But judging from the disassembly the fault happens right after calling rw_runlock():

0xffffffff8073dd50 <tcp_do_segment+2992>:       mov    $0xffffffff80ff84d0,%rdi
0xffffffff8073dd57 <tcp_do_segment+2999>:       mov    $0xffffffff809ba28f,%rsi
0xffffffff8073dd5e <tcp_do_segment+3006>:       mov    $0xc1f,%edx
0xffffffff8073dd63 <tcp_do_segment+3011>:       callq  0xffffffff806309c0
<_rw_runlock_cookie>
0xffffffff8073dd68 <tcp_do_segment+3016>:       mov    0x10(%r12),%rdx
0xffffffff8073dd6d <tcp_do_segment+3021>:       mov    %r15,%rdi
0xffffffff8073dd70 <tcp_do_segment+3024>:       mov    %r14,%rsi

That code actually looks like the following DTrace probe a few lines below:

TCP_PROBE3(debug__input, tp, th, mtod(m, const char *));

So, it seems like 'm' could be NULL here.
I see two places in tcp_do_segment() where m gets assigned with NULL followed by
goto drop.  If I had to guess then my guess would be that one of those code
paths was taken.
Since those NULL assignments were there for more than a year, then I would guess
that the addition of the probe is to blame:
https://svnweb.freebsd.org/base?view=revision&revision=287759

Comment 1 Andriy Gapon freebsd_committer

2015-09-28 11:34:32 UTC

Created attachment 161483 [details]
fix / work-around

The attached trivial patch seems to make the issue go away.
But I am not sure if that's a correct fix as not firing the probe at all could result in an incomplete event trail.

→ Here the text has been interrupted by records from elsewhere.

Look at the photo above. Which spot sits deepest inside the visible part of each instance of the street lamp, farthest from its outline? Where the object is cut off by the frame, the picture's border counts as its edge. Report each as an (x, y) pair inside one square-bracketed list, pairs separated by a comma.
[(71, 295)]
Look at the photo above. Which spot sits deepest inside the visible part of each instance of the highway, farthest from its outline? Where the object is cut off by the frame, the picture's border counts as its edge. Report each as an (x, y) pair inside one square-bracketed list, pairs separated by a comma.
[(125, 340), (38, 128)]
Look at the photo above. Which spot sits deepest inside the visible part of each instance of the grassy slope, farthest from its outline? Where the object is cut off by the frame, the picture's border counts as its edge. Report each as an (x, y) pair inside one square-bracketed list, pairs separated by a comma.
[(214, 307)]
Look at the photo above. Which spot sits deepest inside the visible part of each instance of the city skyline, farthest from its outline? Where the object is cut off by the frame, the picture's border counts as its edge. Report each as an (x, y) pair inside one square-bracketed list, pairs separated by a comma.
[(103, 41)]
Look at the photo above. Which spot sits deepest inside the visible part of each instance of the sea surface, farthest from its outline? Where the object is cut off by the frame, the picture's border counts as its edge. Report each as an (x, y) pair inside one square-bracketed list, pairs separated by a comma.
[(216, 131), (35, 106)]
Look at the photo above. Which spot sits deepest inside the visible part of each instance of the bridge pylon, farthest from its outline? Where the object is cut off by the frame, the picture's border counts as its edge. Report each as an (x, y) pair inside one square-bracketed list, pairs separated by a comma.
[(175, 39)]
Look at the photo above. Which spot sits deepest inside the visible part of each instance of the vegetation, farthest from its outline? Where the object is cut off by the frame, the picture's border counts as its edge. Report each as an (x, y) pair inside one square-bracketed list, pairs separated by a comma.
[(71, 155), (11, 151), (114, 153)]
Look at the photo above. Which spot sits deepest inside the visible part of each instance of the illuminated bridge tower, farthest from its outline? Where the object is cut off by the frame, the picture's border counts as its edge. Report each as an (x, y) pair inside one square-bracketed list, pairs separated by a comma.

As a side note, in my opinion the use of mtod() with the SDT probes in tcp_do_segment() is slightly against the recommended SDT usage.  Typically an SDT probe's arguments are values that are actually used near the probe and thus have a high chance of being in CPU registers or in the L1 cache.  In tcp_do_segment() there does not seem to be any access to m_data, so the probes have a bigger overhead because of the extra memory access.  m_data's value might still be in the L1 cache, though.

Comment 2 Hiren Panchasara freebsd_committer

2015-09-28 16:47:59 UTC

(In reply to Andriy Gapon from comment #1)
Assigning this bug to George.

Andriy: Your patch is any day better than hitting page faults. :-) 
I'd say go ahead and commit this patch if George/others don't have any immediate better fix.

You raise a good/valid point about the efficiency. I hope we could prove/disprove the theory somehow.

Comment 3 Andriy Gapon freebsd_committer

2015-10-23 08:08:37 UTC

ping

Comment 4 Hiren Panchasara freebsd_committer

2016-02-25 04:43:17 UTC

Is this still an issue that needs fixing?

Comment 5 Andriy Gapon freebsd_committer

2016-02-25 07:37:26 UTC

I believe so.

Comment 6 Hiren Panchasara freebsd_committer

2017-01-03 19:07:01 UTC

Ping. Still an issue? if so, we should fix it with proposed patch or ask someone more familiar with dtrace to come-up with a better way.

Comment 7 George V. Neville-Neil freebsd_committer

2017-01-03 19:54:53 UTC

Actually the safest answer is a bit more complex, we can always pass 0 to TCP_PROBE3 in the right place  I'll implement a more complete solution and put up a review..

Comment 8 commit-hook freebsd_committer

2017-01-04 02:20:15 UTC

A commit references this bug:

Author: gnn
Date: Wed Jan  4 02:19:13 UTC 2017
New revision: 311225
URL: https://svnweb.freebsd.org/changeset/base/311225

Log:
  Fix DTrace TCP tracepoints to not use mtod() as it is both unnecessary and
  dangerous.  Those wanting data from an mbuf should use DTrace itself to get
  the data.

  PR:	203409
  Reviewed by:	hiren
  MFC after:	1 week
  Sponsored by:	Limelight Networks
  Differential Revision:	https://reviews.freebsd.org/D9035

Changes:
  head/sys/netinet/tcp_input.c
  head/sys/netinet/tcp_output.c
  head/sys/netinet/tcp_subr.c

Comment 9 Eitan Adler freebsd_committer

2018-05-28 19:46:33 UTC

batch change:

For bugs that match the following
-  Status Is In progress 
AND
- Untouched since 2018-01-01.
AND
- Affects Base System OR Documentation

DO:

Reset to open status.


Note:
I did a quick pass but if you are getting this email it might be worthwhile to double check to see if this bug ought to be closed.